Diplômé, il se fixe à Bruxelles, successivement à Saint-Josse en 1927, à Saint-Gilles en 1928 et à Schaerbeek en 1929. Le 1er juillet 1933, il épouse Cécilia Droujanoff, née à Vitebsk (Biélorussie) le 2 mars 1909. Le couple se fixe à Koekelberg puis, en 1936, à Watermael-Boitsfort au n° 80 de l’avenue de Visé. Leur fils Jacques Léo naît à Etterbeek le 6 mars 1939. En avril 1939, il introduit une demande de naturalisation, mais sans succès.
La guerre éclate le 10 mai 1940. Le 28 mai commence une longue et douloureuse occupation. Le 29 octobre 1940 est promulguée une ordonnance de l’occupant, imposant aux Juifs de s’inscrire dans un registre tenu par les fonctionnaires belges des administrations communales. Les enfants de moins de 15 ans sont mentionnés sur la fiche du chef de famille. Guersch Koutchouk obtempère et se fait inscrire audit registre le 18 décembre 1940.

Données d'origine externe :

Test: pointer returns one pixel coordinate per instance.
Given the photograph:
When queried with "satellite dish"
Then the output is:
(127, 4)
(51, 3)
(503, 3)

Son arrestation ne tarde pas. Il est conduit à Breendonk le 22 juillet 1941 et y est détenu jusqu’au 1er juin 1942. Le 22 juillet 1941 n’est pas une date anodine : un mois plus tôt débutait l’opération « Barbarossa », l’invasion de l’URSS par les armées allemandes. En Belgique, cette date marque la culmination de la vague d’arrestations policières des Juifs, des communistes et des Russes (élimination du judéobolchevisme selon l’historien Maxime Steinberg). Guersch Koutchouk a probablement été arrêté durant cette opération dénommée « Sonnewende » (Solstice d’été). Cependant, la date exacte ne nous est pas connue.
Le 25 novembre 1941, l’occupant promulgue une ordonnance créant l’association des Juifs de Belgique (AJB). Cette association fonctionne selon le modèle allemand des Judenräte et est sous le contrôle des nazis. Chaque formulaire d’inscription à l’AJB comprend les noms de toutes les personnes juives partageant le même logement. Les activités de l’AJB débutent en février 1942.
Entre son départ de Breendonk et son transfert à la caserne Dossin de Malines, une zone d’ombre subsiste. En effet, le SS-Sammellager für Juden de Malines n’a ouvert ses portes que le 27 juillet 1942. Guersch Koutchouk est inscrit à Dossin le 26 septembre 1942.
Entre juin et septembre 1942, où est-il allé? La réponse nous a été fournie par son fils Jacques Koutchouk que nous avons rencontré.
De la déportation à l’assassinat
Madame Schram a eu l’amabilité de nous communiquer le renseignement précis.
Il fait partie du Transport XII sous le numéro 20. Ce convoi part le 10 octobre 1942 de Malines et arrive à Auschwitz-Birkenau le 12 octobre.
Il s’est arrêté à Cosel, ville de Haute-Silésie à 120 kilomètres d’Auschwitz. Les hommes de 15 à 50 ans aptes au travail y ont été débarqués et conduits dans un camp de travail, le Zwangsarbeitslager für Juden de l’organisation Schmelt.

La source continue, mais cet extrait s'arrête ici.